(Hermés Caléche)
What I feel I should be wearing with it:
(Blumarine S/S 2007)
I've seen Caléche described as an aldehyde, but for me it's a bright, green-floral chypre. There are several white floral notes in it, as well as some citrus-y notes like bergamot. Well-placed bergamot is almost a guarantee that I'll like a fragrance. There's something about it that makes a perfume so bright and sparkling and... tart. Straight-up lemon notes leave me cold, but good bergamot really makes my mouth water a little. The oakmoss is unmistakable, but it never gets the sharp edge of many less well-balanced fragrances in this family, it just gives it a woody dryness that I love. It's a chypre to try if you're not sure you can wear chypres, it's far more user-friendly than a lot of the classics. Caléche isn't moody, she doesn't sulk in her room like Mitsouko. She goes out, has lunch with her girlfriends, laughs at your jokes and makes a lot of her own. Caléche is very elegant, very sophisticated, very French, but not in the least bit aloof. She's not the Parisienne who eyes you up & down disapprovingly, she's the one who unties the Hermés scarf from her own neck and lovingly knots it around yours, making a gift of it because the colors suit you better than her. Caléche may be the one chypre you'll ever find that you'll want to wear on a sunny day. It really is beautiful.

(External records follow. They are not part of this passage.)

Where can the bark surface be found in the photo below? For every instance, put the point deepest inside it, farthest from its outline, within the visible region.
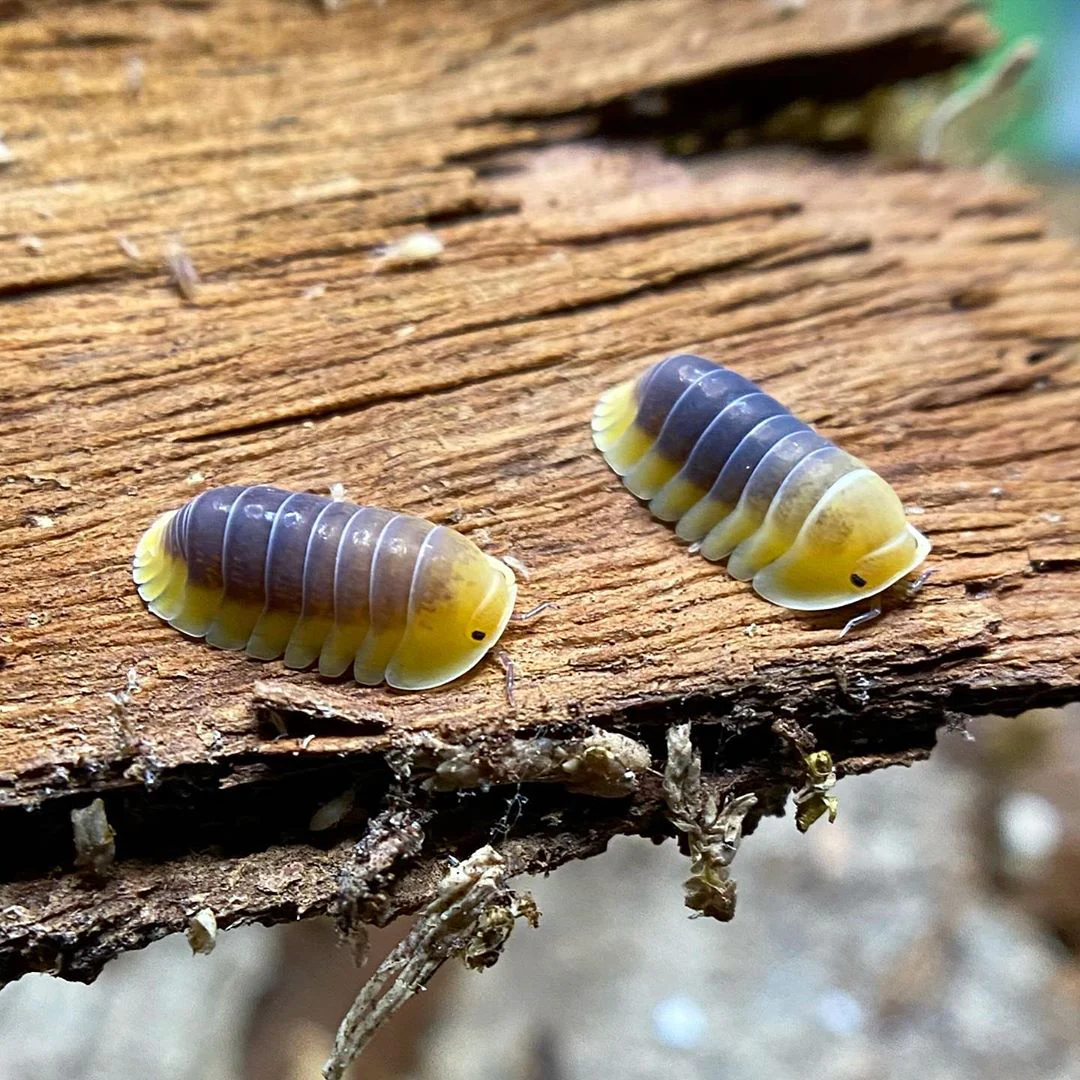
(925, 320)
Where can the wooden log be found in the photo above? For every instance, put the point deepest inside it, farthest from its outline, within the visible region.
(926, 320)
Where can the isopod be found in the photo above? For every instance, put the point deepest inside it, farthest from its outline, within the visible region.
(313, 579)
(809, 525)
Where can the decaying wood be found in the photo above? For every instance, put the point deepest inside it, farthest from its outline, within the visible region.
(926, 320)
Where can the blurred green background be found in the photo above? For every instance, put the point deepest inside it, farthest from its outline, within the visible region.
(1045, 131)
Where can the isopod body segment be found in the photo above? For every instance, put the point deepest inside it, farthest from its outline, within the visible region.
(809, 525)
(318, 580)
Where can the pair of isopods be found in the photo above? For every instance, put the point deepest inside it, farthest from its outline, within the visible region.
(395, 598)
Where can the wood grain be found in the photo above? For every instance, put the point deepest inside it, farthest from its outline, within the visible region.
(927, 321)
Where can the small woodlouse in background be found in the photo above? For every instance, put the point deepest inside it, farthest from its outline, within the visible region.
(273, 572)
(809, 525)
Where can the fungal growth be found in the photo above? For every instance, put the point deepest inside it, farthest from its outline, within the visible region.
(323, 581)
(810, 526)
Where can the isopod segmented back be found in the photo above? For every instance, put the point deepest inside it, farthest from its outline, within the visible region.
(318, 580)
(808, 524)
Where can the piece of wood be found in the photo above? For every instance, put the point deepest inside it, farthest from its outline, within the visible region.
(927, 321)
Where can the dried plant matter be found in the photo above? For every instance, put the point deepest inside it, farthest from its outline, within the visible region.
(713, 834)
(391, 839)
(813, 799)
(471, 916)
(95, 847)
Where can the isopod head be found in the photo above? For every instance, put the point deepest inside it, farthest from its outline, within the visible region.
(854, 544)
(463, 609)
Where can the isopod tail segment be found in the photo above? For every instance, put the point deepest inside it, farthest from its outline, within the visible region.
(744, 481)
(905, 589)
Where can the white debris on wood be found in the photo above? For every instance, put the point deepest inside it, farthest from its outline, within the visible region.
(332, 813)
(202, 932)
(713, 834)
(181, 270)
(471, 916)
(134, 76)
(603, 764)
(127, 246)
(417, 248)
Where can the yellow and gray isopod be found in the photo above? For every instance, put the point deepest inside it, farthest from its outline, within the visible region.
(318, 580)
(810, 526)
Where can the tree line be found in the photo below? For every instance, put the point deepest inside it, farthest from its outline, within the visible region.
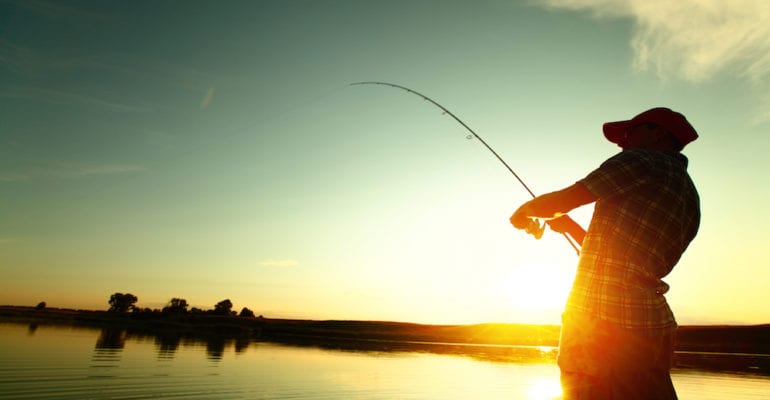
(121, 303)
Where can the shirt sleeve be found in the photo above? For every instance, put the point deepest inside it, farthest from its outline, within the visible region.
(620, 174)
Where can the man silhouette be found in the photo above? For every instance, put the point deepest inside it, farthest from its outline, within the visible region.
(617, 328)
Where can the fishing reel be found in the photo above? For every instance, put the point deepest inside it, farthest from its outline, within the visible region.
(535, 229)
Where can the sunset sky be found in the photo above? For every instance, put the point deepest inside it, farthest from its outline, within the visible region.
(213, 150)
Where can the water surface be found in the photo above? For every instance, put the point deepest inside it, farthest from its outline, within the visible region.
(55, 362)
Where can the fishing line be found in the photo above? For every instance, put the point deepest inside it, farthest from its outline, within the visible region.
(536, 230)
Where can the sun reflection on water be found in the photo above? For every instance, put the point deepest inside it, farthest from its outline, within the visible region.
(544, 389)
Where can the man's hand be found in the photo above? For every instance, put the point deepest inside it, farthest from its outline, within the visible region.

Caléche was originally released in 1961 and created for Hermés by Guy Robert, who is no slouch as a parfumeur, having also given us Équipage (another of my favorites), Monsieur Rochas and the much-beloved Dioressence, among others. The fragrance was reformulated in 1992, and I've never smelled the original so I can't compare them. The formulation I have is the Soie de Parfum, which as far as I can tell means "EdP" in Hermésspeak. Every time I wear a perfume I love from Hermés (and there are many), I marvel at how this house sort of flies under the radar a little in the perfume world. Sure, we all get excited when the brilliant Jean-Claude Ellena (or as I like to call him, myboyfriendJean-Claude) releases a new Hermessence, but in general they don't seem to spark the same sort of admiration or slavish devotion as say, Malle or Lutens. I think this is a bit of a shame. Just about the only thing that prevents Hermés from being my top contender for Favorite House is their lack of a straight-up, ravishing amber. (Sure, I love Ambre Narguile, but it's a sweet, candied amber -- I'm talking about something down & dry & a little dirty like my beloved Ambre Sultan.) But their roster of fragrances is pretty darned impressive, and their packaging is always gorgeous -- no small thing to us hard-core perfumistas who like to look at pretty bottles full of pretty juice.
Have you tried Caléche? Let me know what you think of it!
Photos: Hermés.com, Style.com
1 comment:
I really should re-visit Caleche. My tastes have greatly expanded since the last time I tried it.
Another great Hermes that gets no respect: Rouge.